Department of Labor’s Authority to Set Salary Threshold Now in Question
A Texas federal judge last week issued summary judgment in favor of nearly 60 business groups and 21 states, striking down a 2016 Obama administration rule raising the minimum salary for overtime exemptions to $47,000.
In fact, U.S. District Judge Amos Mazzant’s ruling calls into question the U.S. Department of Labor’s (DOL) authority to set a salary threshold for overtime exemptions at all. Though the judge didn’t issue a ruling about the legality of the salary level test itself, he noted that when the DOL set the threshold at $47,000 it rendered useless the “duties test” that Congress intended to ensure employees whose responsibilities include performing in a “bona fide executive, administrative or professional capacity” (or EAP) be exempt from overtime pay.
Judge Mazzant’s decision also makes uncertain the future of an ongoing appeal at the Fifth Circuit over a November 2016 injunction by that court that blocked the Obama administration rule from taking effect.
In an interview, Pillsbury Employment special counsel Julia Judish told Law360 that even if Judge Mazaant’s invalidation of the rule renders the Fifth Circuit appeal moot, the “underlying issues” around the DOL’s authority to set an overtime salary threshold “remain very live.”
“Maybe the can will be kicked down the road,” Judish said. “If the DOL issues a revised regulation, the appeals court will say, ‘Let’s take it up then.’”

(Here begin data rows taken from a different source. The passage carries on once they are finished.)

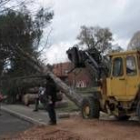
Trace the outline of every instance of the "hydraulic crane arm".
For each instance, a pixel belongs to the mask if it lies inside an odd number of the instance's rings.
[[[72,47],[67,51],[67,54],[75,68],[87,68],[95,79],[99,80],[108,76],[109,61],[107,59],[105,61],[96,48],[83,51],[77,47]]]

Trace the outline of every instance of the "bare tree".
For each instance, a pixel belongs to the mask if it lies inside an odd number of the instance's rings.
[[[0,0],[0,14],[7,10],[14,10],[20,5],[32,3],[32,0]]]

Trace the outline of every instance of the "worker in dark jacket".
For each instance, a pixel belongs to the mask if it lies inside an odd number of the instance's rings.
[[[50,125],[56,124],[56,113],[55,113],[55,102],[56,102],[56,94],[57,94],[57,88],[54,81],[47,76],[46,77],[46,91],[45,96],[48,99],[48,105],[47,105],[47,111],[50,117]]]

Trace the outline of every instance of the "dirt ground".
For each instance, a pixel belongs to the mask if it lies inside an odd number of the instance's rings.
[[[3,140],[139,140],[137,121],[83,120],[74,117],[57,126],[35,126]]]

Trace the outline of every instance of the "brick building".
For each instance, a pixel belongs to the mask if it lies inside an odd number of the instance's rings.
[[[72,68],[71,62],[54,64],[53,73],[73,87],[89,87],[92,85],[91,75],[85,68],[77,68],[69,73]]]

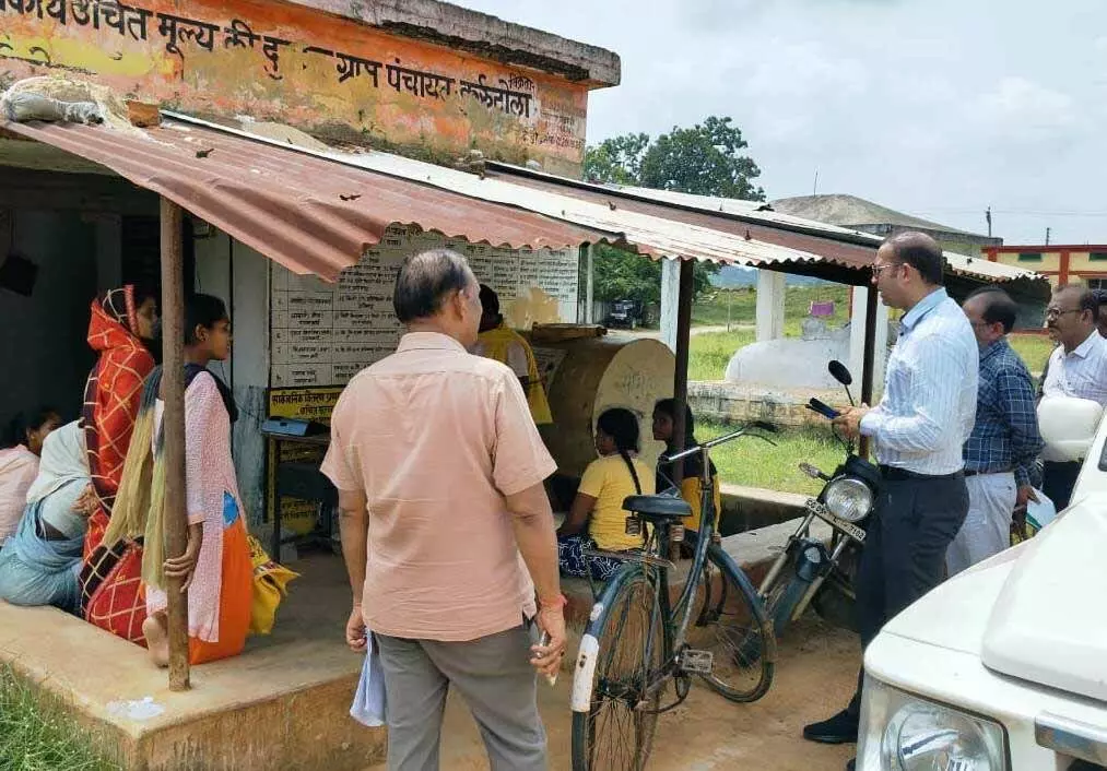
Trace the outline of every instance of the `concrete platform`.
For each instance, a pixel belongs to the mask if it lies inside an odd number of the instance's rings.
[[[53,608],[0,603],[0,663],[40,686],[126,769],[365,769],[384,757],[385,732],[349,717],[362,658],[343,640],[350,588],[342,561],[294,565],[271,636],[242,656],[192,671],[168,690],[146,652]]]
[[[723,545],[756,583],[795,527],[751,531]],[[674,591],[689,565],[680,563]],[[379,768],[384,730],[349,717],[363,659],[343,640],[350,588],[342,560],[314,553],[291,566],[301,577],[281,605],[273,634],[250,638],[238,658],[194,667],[188,692],[170,692],[166,673],[149,664],[144,649],[53,608],[0,602],[0,664],[37,684],[44,699],[62,706],[126,769]],[[562,586],[575,653],[592,597],[587,581],[563,580]],[[566,657],[567,670],[572,660]],[[561,681],[570,679],[566,671]],[[557,711],[551,696],[544,689],[544,711]],[[559,731],[551,730],[551,748],[562,740]]]

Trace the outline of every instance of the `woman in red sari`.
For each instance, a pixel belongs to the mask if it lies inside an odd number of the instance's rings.
[[[81,594],[89,622],[132,642],[142,639],[145,621],[138,567],[125,559],[127,544],[102,541],[123,477],[143,382],[154,369],[146,343],[156,336],[155,292],[127,284],[93,301],[89,345],[100,357],[85,386],[82,424],[99,508],[89,520]]]

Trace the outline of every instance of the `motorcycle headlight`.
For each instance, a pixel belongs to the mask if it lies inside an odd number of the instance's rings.
[[[865,678],[859,771],[1005,771],[1003,727]]]
[[[835,517],[857,522],[872,510],[872,490],[860,479],[838,477],[827,486],[823,501]]]

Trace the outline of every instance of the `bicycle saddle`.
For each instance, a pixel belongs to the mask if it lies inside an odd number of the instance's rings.
[[[680,519],[692,515],[692,507],[669,496],[631,496],[623,499],[623,509],[646,520]]]

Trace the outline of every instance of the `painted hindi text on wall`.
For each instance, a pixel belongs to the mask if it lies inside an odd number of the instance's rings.
[[[342,140],[476,146],[579,171],[588,88],[296,4],[0,0],[0,84],[60,72]]]

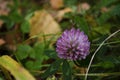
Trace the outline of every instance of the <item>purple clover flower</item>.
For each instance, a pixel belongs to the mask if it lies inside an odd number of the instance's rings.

Regardless of the appeal’s fate, Judish and other lawyers expect that the DOL will want to revisit the Obama-era rule, both because the agency has an interest in retaining the authority to set the salary threshold and because the last change to the threshold was more than a decade ago in 2004. As Judish points out, the level set 13 years ago is now below the poverty line for a family of four and even those who opposed the Obama administration’s salary threshold have supported a “modest increase.”